According to my research, VBOs were finalized and approved in 2003 (
http://oss.sgi.com/projects/ogl-sample/registry/ARB/vertex_buffer_object.txt), and the next chip redesign for nvidia was the Geforce 6 (
http://en.wikipedia.org/wiki/Geforce).
ARB fragment shaders were approved of about the same time in 2003 (
http://oss.sgi.com/projects/ogl-sample/registry/ARB/fragment_shader.txt), so again, Geforce 6.
Both options were available starting with OpenGL 2.0.
To be fair, framebuffer_object was approved in 2005, which is after VBOs and GLSL. These cards are old enough that normal PARTIAL_PRINT should not have an issue though.
Geforce 3 only has GL 1.2 compatibility
http://en.wikipedia.org/wiki/Comparison_of_Nvidia_graphics_processing_units, so while it supported pixel shaders in DirectX, I cannot find any indication it was supported in OpenGL.

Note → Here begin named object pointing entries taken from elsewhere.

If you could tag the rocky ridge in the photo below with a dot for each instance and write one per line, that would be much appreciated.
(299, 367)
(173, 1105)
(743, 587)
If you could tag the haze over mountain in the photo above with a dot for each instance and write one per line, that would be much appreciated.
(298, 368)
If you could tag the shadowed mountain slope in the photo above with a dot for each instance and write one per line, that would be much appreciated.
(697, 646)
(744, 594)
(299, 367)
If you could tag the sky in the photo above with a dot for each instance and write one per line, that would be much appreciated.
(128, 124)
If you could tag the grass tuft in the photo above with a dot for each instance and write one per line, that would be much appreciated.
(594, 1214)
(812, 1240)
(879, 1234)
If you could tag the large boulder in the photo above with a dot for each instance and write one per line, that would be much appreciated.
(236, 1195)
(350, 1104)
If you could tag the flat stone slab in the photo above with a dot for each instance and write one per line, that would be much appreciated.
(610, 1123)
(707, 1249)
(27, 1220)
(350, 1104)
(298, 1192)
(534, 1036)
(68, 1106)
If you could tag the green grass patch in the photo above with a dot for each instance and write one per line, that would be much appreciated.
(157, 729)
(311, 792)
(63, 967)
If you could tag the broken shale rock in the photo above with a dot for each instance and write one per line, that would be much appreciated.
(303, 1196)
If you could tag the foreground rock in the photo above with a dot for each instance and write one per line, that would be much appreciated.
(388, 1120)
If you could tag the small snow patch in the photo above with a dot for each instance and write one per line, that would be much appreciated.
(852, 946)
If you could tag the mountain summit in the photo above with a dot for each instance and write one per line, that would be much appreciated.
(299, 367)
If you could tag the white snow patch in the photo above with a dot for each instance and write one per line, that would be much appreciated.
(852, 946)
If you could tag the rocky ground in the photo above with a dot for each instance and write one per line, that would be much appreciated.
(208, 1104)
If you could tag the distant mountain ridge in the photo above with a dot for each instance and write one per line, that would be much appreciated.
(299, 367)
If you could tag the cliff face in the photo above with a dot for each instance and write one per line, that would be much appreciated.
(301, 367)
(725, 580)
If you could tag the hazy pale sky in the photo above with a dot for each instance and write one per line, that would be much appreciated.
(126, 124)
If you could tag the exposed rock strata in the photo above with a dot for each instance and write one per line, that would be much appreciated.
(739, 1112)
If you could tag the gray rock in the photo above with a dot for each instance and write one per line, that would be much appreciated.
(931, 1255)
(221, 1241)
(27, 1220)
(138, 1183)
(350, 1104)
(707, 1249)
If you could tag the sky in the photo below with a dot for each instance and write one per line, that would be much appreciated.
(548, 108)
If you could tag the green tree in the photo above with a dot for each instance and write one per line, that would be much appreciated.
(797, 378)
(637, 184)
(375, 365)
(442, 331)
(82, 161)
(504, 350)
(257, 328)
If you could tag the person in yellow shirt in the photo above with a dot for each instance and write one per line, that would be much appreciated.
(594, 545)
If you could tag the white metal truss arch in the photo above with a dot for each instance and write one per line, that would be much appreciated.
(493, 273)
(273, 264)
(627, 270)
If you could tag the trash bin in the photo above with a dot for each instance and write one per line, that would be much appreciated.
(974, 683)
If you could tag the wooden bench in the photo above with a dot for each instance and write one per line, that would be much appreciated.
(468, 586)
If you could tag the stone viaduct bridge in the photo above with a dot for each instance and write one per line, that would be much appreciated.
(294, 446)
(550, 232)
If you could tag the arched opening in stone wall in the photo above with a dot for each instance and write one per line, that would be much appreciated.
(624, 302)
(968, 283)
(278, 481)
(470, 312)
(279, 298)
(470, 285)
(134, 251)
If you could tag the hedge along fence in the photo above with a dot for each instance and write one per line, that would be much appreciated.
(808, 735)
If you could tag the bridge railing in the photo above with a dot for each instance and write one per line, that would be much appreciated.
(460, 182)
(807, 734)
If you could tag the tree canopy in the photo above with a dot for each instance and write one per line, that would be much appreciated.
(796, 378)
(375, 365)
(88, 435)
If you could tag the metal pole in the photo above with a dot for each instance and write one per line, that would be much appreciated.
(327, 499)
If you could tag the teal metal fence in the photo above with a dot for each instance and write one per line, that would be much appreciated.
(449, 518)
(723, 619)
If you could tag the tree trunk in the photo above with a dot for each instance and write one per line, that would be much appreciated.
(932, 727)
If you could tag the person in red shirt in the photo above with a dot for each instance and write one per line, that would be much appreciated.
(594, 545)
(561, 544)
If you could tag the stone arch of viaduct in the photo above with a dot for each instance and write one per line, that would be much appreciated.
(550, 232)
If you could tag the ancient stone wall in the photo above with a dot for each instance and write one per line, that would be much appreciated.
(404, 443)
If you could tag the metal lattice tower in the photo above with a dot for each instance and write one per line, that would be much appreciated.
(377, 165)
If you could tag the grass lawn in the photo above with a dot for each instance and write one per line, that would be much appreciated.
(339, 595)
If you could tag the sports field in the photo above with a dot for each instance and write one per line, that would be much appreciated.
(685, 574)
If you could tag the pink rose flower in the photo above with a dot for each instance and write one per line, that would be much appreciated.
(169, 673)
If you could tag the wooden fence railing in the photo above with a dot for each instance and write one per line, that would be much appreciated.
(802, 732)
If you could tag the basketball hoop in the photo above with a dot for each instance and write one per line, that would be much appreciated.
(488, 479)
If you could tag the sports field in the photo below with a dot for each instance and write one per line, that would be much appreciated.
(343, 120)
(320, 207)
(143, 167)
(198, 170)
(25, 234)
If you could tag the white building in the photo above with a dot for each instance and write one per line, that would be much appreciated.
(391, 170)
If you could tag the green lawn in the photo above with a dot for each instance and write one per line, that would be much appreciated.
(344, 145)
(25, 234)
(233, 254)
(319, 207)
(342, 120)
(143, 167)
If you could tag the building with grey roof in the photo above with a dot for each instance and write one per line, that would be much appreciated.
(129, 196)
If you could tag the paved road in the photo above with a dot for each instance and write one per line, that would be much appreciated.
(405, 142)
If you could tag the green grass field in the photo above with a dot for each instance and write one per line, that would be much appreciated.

Geforce 5 was the first listed with 2.0 support, but it is marked with "**" on the table, but the only note I could see was that its support was incomplete with no details. Geforce 6 was first card with full OpenGL 2.0 support.
I welcome corrections on any of this.
Immediate Mode is deprecated in OpenGL 3.0, but OpenGL 2.0 and 3.0 are not mutually exclusive on a video card. Immediate Mode will always be supported (at least for the next decade or so) for 1.1 - 2.0 profiles. DirectX is (theoretically) backward compatible all the way back to v1. It may be slow as a dead snail when you push more than a few thousand polys through it, but with PARTIAL_PRINT, most of the time you are not drawing more than 20 a frame.
From my understanding, Immediate mode commands are queued, organized, and optimized by the driver, and it actually sends it to the video card asynchronously when it is deemed best, which will be forced by glFlush, glFinish, or SwapBuffers.
All of this goes to show just why game developers prefer directx.
A VBO (Vertex Buffer Object) solution is fairly easy to understand, all of your vertices and texcoords are kept inside an array, which is transfered to the video card, and drawn with a single function call. The downside is you can only have a few (1-4) textures active at any point in time, so you would have to sort the vertices by texture, create a VBO for each texture (or 4, but the more textures you use at a time, the more incompatible it is), and render them one at a time. The solution to this is to put all textures in a single texture on the video card. Because the VBOs would be changing every frame, all of them would have to be recalculated and reuploaded to the video card every frame, which will be slower than Immediate mode with PARTIAL_PRINT.
The pixel shader solution is probably the hardest to code/understand. All of your rendering would be done inside a pixel (aka Fragment) shader, so you would draw a single fullscreen quad with the fragment shader active. The fragment shader would have a texture active that holds a combined image of all the individual tiles (like in VBO), and a texture holding metadata about what char/colors a tile should be. The fragment shader would run for every pixel, and have to calculate which tile it is on, lookup the texture/color information in the second texture, calculate which texture fragment it needs to pull from the first texture, and output that. All of this is done inside of a block of text with little to no debugging. The rest of the application has to generate the meta texture every frame, and upload it before rendering the quad.
Render to texture uses the existing code, in partial print mode. A texture the same size as the game window is created, and set as the render target. The rest of the render code is called as normal. Afterwards, the render target is set back to default, which is the backbuffer, and a fullscreen quad is drawn using the rendered texture. All code is reused.
Feel free to correct me in which way you are implementing it (I actually am interested in what techniques other developers use), I am assuming based on my own knowledge of the subject.
For all three methods, if a card does not support the required features, it needs a second graphics path, which would just be the normal PARTIAL_PRINT. Any card old enough to not support any of those features would be old enough to not have a problem with normal PARTIAL_PRINT. Partial print as is, in a virtual machine, with software rendering, is perfectly fine for playing at less than 5% processor usage.
All three methods will work, but the question boils down to your priorities. Do you want it easy to integrate/update/maintain, or marginally faster?